Судья вздрогнул от неожиданности.
– А? Здравствуй! Зачем пожаловала?
– По делу, батюшка, по ерохинскому. Вот я порядки знаю, так и пришла.
– Ну?
– В понедельник судить будешь, так вот я, значит, и пришла. Бодучая-то корова-то моя, стало быть…
– Ну?
– Так вот я порядки-то знаю.
Судья посмотрел на нее, и вдруг все ее лицо сморщилось, правый глаз подмигнул два раза и указал на прикрытый холстинкой кузовок.
– Что? – удивился судья. – Ты чего мигаешь?
Старушонка засеменила к самому столу и, вытянув шею, зашептала прямо в честное судьино лицо:
– Яичек десяточек тебе принесла. И шито-крыто, и концы в воду, и никто не видал.
Она снова сморщилась и замигала.
Судья вдруг вскочил, точно его в затылок щелкнули. Разинул рот и весь затрясся.

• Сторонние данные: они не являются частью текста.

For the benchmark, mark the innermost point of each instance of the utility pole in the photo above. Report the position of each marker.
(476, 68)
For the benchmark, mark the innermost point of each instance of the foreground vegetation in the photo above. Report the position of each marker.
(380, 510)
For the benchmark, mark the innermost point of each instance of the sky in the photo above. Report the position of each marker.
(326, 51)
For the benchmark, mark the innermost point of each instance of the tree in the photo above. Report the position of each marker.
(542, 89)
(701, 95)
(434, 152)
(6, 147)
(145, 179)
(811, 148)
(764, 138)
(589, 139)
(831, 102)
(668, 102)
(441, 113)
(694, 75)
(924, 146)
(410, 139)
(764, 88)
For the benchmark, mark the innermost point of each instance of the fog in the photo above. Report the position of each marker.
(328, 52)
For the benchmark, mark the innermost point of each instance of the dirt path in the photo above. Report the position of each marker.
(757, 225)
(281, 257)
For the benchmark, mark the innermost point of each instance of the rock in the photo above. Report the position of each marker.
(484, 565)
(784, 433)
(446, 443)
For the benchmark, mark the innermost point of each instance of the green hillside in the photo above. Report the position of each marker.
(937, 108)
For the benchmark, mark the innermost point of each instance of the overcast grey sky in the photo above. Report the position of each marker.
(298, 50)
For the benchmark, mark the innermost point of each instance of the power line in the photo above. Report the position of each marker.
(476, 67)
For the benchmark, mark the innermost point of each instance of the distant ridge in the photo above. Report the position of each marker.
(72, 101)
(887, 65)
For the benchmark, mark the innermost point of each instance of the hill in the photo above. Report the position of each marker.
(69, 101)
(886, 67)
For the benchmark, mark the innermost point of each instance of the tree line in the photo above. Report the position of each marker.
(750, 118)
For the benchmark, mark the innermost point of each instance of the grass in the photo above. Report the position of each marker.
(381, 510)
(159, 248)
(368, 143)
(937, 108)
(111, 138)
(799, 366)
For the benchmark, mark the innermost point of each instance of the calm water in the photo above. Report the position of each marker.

– В-воон! Вон! Подлая! Вон!
Старушонка растерялась, но вдруг поняла и замигала, и зашептала:
– Ну, бери, бери и холстинку! Бери полотенчико-то, Бог с тобой, мне не жалко!
Но судья все ревел и трясся.
– Ах ты, Господи, – мучилась старушонка, стараясь втолковать этому ревущему, раздутому, красному. – Я тебе про полотенчико говорю. Бери полотенчико. Да послушай, что я говорю-то! Да помолчи ты, Господи, грехи-то мои!
Но судья не унимался. Он кинулся к двери.
– Никифор! Гони ее вон! Вон!
Прибежал чупрастый, осклабился от страха и удовольствия и, обхватив рукой старушонку, повлек ее, точно в каком-то нелепом танце, на крыльцо.
Опомнилась она только посреди площади. Подоткнула юбку, прикрыла платком кузовок и, проткнув палец за косынку, почесала голову.
Вернувшись, таким образом, к обыденной жизни, она оглянулась на низенький каменный домик и тяжело вздохнула.
– Дала я маху, старая дура. Нужно было ему курицей поклониться. Думала, с бедного и яиц можно, а он ишь как обиделся. И чего орать – я и так все порядки понимаю. Ужо в субботу принесу курицу. И шито-крыто, и концы в воду.
Она еще раз оглянулась, сморщилась, подмигнула и захлюпала по лужам быстро и смело, как настоящая городская штучка.